Modulation of intracellular kinase signaling to improve TIL manufacturing for adoptive cell therapy.

Abstract Tumor-infiltrating lymphocytes (TILs) has demonstrated significant clinical benefits for patients with solid tumor. A robust expansion process is needed in order to produce a large number of cells for clinical usage. We modulated the PI3K-AKT signaling pathway in TILs isolated from cervical and ovarian cancer patients and found the inhibition of either PI3K or AKT can promote TIL proliferation during the REP stage. Inhibiting PI3K-AKT led to an increase of the effector CD8+T cell population with higher CD25+ and CD28+ in the CD8+ population, more TCF-1+ and CD39-CD69- T cells in both CD4+ and CD8+ T cell population, and downregulated exhaustion markers CD39+ and TIM-3+ in CD8+ T cell population. This inhibition significantly increased cytotoxicity when cocultured with tumor cell lines and patient-derived tumor samples.
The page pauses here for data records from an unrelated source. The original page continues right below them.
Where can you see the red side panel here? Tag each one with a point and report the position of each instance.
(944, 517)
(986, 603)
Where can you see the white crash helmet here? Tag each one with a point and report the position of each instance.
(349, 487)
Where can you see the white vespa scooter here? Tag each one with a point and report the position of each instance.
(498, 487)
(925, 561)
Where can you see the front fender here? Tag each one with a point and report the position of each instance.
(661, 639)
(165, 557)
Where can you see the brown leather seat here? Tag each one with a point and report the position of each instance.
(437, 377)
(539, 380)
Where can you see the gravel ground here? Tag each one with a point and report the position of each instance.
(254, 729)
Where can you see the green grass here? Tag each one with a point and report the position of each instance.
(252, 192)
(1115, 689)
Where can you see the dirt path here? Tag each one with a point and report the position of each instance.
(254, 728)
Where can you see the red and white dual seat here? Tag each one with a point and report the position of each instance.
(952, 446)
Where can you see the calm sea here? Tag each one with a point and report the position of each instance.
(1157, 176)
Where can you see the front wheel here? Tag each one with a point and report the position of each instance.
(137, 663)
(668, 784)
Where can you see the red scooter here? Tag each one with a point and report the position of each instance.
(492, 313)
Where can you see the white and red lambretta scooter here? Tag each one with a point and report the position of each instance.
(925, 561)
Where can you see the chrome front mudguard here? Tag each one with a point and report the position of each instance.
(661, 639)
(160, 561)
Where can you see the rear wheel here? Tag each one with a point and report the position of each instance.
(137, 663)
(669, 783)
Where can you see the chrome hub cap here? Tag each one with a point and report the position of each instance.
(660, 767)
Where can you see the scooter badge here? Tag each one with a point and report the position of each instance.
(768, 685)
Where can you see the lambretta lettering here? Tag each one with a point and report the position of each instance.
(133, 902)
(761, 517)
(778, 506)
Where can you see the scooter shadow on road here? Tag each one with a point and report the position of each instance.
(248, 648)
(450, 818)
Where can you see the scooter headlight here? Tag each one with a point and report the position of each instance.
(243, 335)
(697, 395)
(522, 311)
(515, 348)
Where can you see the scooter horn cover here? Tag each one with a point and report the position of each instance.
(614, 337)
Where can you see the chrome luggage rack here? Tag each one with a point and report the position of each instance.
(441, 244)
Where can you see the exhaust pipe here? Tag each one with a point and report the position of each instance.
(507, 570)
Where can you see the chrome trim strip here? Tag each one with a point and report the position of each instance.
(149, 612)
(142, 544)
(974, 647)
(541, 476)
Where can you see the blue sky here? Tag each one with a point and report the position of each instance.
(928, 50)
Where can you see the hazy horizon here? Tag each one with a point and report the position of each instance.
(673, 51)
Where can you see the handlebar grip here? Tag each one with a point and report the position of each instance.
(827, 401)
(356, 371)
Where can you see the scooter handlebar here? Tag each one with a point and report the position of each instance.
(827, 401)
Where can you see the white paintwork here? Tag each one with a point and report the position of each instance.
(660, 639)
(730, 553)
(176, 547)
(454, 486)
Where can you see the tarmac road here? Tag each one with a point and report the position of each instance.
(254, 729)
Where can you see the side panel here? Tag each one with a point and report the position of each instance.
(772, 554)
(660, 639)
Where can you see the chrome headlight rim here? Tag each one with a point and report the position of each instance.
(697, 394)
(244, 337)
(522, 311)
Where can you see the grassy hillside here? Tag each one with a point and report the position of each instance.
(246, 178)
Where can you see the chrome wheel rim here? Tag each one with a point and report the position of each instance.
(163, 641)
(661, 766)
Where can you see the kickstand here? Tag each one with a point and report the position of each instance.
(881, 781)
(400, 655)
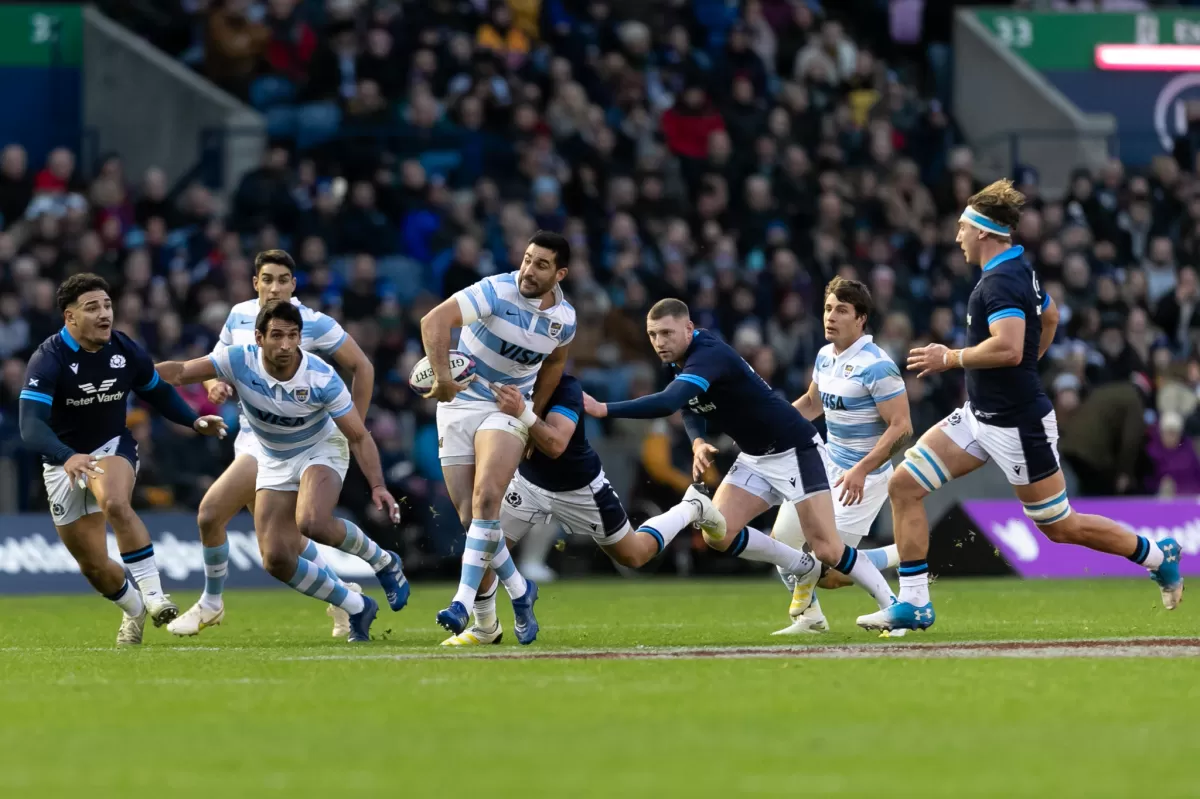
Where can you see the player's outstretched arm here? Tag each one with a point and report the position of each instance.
(352, 359)
(654, 406)
(198, 370)
(549, 376)
(809, 404)
(367, 455)
(1049, 325)
(552, 434)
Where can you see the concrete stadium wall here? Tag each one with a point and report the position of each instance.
(997, 96)
(153, 109)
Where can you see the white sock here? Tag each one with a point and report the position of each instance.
(864, 574)
(129, 599)
(485, 608)
(754, 545)
(1153, 557)
(915, 589)
(144, 569)
(502, 564)
(484, 538)
(669, 524)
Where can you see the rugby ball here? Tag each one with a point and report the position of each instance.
(420, 380)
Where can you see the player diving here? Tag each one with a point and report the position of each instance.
(780, 460)
(1007, 419)
(307, 427)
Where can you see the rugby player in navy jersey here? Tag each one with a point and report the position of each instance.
(780, 460)
(1007, 419)
(72, 413)
(563, 481)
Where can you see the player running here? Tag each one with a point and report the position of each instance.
(274, 280)
(517, 328)
(72, 413)
(297, 406)
(564, 482)
(1007, 418)
(780, 460)
(862, 395)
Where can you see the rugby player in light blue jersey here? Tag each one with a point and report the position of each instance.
(862, 396)
(234, 490)
(517, 328)
(306, 425)
(1007, 418)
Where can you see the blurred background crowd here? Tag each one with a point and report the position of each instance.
(733, 154)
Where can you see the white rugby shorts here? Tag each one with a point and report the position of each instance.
(460, 420)
(1026, 454)
(276, 474)
(69, 502)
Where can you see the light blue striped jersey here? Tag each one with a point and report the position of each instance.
(288, 418)
(319, 334)
(510, 335)
(850, 384)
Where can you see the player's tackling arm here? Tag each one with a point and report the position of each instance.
(549, 376)
(361, 445)
(1049, 325)
(809, 404)
(352, 359)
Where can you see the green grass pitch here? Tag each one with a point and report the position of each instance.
(270, 706)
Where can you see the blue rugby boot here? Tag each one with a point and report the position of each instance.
(454, 618)
(1170, 581)
(360, 623)
(900, 616)
(525, 624)
(395, 584)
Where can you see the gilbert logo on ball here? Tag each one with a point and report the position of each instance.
(420, 380)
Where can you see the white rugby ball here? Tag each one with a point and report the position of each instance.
(420, 380)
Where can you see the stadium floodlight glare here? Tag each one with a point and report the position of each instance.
(1162, 58)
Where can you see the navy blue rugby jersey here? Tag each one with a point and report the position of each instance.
(579, 464)
(1009, 395)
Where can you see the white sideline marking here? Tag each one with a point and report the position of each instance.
(960, 650)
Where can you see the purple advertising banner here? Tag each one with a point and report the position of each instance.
(1032, 554)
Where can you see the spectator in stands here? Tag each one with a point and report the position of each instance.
(233, 46)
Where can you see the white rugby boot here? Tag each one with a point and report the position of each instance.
(197, 618)
(475, 636)
(711, 520)
(131, 630)
(340, 617)
(160, 608)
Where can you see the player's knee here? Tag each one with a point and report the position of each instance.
(279, 563)
(921, 473)
(485, 502)
(118, 510)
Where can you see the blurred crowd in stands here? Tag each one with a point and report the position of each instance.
(737, 155)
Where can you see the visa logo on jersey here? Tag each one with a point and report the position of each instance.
(520, 354)
(832, 402)
(280, 421)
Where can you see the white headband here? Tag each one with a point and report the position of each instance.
(977, 220)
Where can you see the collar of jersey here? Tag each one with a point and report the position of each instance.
(850, 352)
(287, 384)
(1008, 254)
(69, 340)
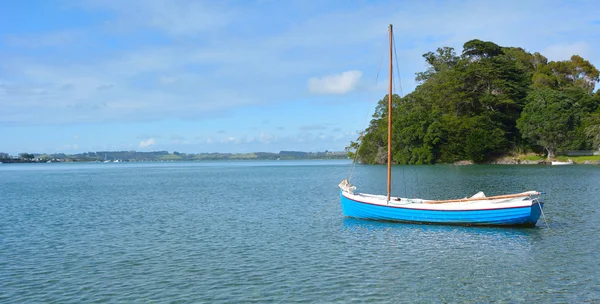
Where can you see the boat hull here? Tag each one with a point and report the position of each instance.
(526, 216)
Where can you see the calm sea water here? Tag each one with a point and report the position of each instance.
(229, 232)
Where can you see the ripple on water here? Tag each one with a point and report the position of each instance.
(270, 233)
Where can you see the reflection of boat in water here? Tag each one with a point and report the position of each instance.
(440, 237)
(559, 163)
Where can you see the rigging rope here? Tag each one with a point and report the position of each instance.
(351, 170)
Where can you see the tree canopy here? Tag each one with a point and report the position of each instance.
(485, 103)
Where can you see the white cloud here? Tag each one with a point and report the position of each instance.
(565, 51)
(335, 84)
(174, 17)
(147, 143)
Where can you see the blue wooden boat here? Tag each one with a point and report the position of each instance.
(521, 209)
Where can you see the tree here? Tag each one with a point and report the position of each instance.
(549, 119)
(26, 156)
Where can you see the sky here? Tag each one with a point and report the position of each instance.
(239, 76)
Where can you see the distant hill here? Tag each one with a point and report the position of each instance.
(135, 156)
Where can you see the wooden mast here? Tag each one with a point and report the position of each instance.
(390, 122)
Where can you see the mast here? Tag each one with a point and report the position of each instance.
(390, 122)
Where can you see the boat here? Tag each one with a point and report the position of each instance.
(520, 209)
(559, 163)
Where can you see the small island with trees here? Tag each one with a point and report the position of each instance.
(489, 104)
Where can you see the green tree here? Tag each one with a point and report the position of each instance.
(549, 119)
(26, 156)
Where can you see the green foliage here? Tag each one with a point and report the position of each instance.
(550, 118)
(487, 102)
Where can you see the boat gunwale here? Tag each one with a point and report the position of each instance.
(535, 201)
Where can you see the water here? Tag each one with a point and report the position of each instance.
(235, 232)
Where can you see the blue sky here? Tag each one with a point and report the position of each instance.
(238, 76)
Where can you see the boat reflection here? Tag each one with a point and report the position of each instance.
(442, 237)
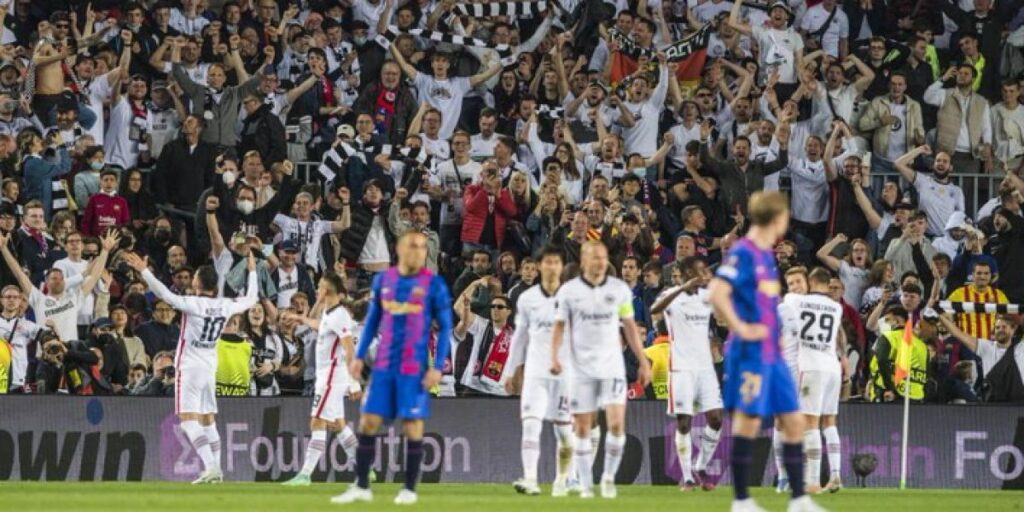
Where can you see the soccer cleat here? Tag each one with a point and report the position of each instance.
(705, 480)
(608, 491)
(804, 504)
(835, 484)
(406, 497)
(299, 480)
(209, 476)
(559, 488)
(747, 505)
(524, 486)
(783, 485)
(354, 494)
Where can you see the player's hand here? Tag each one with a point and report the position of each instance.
(752, 332)
(134, 261)
(355, 369)
(432, 378)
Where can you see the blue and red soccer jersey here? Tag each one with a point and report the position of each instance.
(400, 313)
(757, 380)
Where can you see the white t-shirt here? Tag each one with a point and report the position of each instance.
(288, 285)
(366, 11)
(122, 151)
(18, 332)
(818, 320)
(336, 324)
(897, 139)
(839, 28)
(854, 281)
(778, 48)
(445, 95)
(688, 320)
(990, 353)
(375, 249)
(811, 185)
(535, 321)
(306, 235)
(642, 136)
(62, 309)
(592, 315)
(938, 201)
(76, 270)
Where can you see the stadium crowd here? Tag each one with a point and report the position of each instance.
(313, 133)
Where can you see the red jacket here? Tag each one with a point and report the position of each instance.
(475, 213)
(104, 211)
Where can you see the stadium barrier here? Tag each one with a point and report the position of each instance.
(470, 440)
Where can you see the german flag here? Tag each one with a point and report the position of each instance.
(690, 52)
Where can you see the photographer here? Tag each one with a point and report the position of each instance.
(69, 368)
(161, 382)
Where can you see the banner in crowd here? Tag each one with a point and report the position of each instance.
(138, 438)
(690, 52)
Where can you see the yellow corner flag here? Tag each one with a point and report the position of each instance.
(903, 352)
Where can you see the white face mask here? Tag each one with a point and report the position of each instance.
(246, 207)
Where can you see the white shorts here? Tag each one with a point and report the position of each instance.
(329, 397)
(545, 398)
(687, 387)
(195, 391)
(819, 392)
(588, 395)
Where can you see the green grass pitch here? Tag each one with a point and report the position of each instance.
(24, 497)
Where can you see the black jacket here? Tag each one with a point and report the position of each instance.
(264, 133)
(181, 174)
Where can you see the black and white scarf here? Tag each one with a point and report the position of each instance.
(516, 9)
(335, 159)
(504, 51)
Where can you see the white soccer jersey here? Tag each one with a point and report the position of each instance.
(61, 309)
(336, 324)
(202, 321)
(688, 320)
(535, 320)
(817, 320)
(592, 313)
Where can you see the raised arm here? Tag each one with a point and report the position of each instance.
(824, 253)
(734, 20)
(902, 164)
(407, 68)
(109, 244)
(965, 338)
(14, 265)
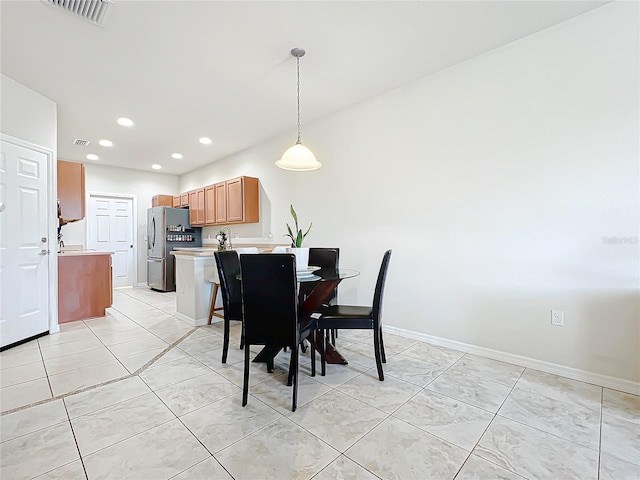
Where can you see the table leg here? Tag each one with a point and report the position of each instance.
(312, 303)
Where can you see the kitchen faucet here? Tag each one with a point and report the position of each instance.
(228, 230)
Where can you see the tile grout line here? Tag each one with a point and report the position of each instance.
(108, 382)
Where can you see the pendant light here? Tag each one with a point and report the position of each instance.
(298, 157)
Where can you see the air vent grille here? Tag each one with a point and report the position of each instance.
(94, 11)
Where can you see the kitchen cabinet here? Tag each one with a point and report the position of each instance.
(85, 287)
(196, 207)
(209, 205)
(71, 191)
(242, 200)
(232, 201)
(162, 201)
(220, 193)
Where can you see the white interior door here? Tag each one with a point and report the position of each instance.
(111, 229)
(24, 243)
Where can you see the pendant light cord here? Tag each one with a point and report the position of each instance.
(298, 69)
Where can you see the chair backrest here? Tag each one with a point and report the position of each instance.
(243, 250)
(377, 296)
(323, 258)
(269, 299)
(228, 266)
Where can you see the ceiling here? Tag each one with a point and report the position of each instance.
(186, 69)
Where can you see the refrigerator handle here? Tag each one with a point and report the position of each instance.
(152, 237)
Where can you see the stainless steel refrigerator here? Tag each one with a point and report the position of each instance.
(167, 228)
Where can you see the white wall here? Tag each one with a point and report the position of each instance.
(142, 185)
(501, 184)
(31, 117)
(27, 115)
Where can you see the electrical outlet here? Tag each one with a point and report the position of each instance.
(557, 318)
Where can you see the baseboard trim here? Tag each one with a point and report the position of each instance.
(574, 373)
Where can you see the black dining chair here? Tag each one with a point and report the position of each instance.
(228, 265)
(358, 317)
(323, 258)
(270, 313)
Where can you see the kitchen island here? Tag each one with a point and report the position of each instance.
(84, 285)
(195, 268)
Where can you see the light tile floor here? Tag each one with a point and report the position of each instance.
(140, 394)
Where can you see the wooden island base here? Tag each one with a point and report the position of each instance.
(84, 285)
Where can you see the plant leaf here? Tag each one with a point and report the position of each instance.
(295, 217)
(308, 230)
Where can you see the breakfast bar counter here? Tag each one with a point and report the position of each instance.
(195, 273)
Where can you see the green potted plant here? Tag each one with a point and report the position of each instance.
(301, 253)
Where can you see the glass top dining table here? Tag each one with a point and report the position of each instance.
(315, 274)
(327, 279)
Moreover, dual knockout of ATK1 and ATK2 promoted TIL proliferation, long-term survival and decreased apoptosis of TIL, which were further confirmed by the RNA-seq results. Thus, inhibition of PI3K-AKT signaling represents a promising strategy to generate large numbers of TIL with enhanced stemness, activation and cytotoxicity, and could be used to support adoptive cell therapy to treat solid tumors. Citation Format: Zixiao Shi, Sheng Yao, Peipei Zhao, Fei Li, Di Zhou, Jun Cui, Jingwei Sun, Yarong Liu. Modulation of intracellular kinase signaling to improve TIL manufacturing for adoptive cell therapy [abstract]. In: Proceedings of the American Association for Cancer Research Annual Meeting 2022; 2022 Apr 8-13. Philadelphia (PA): AACR; Cancer Res 2022;82(12_Suppl):Abstract nr 5582.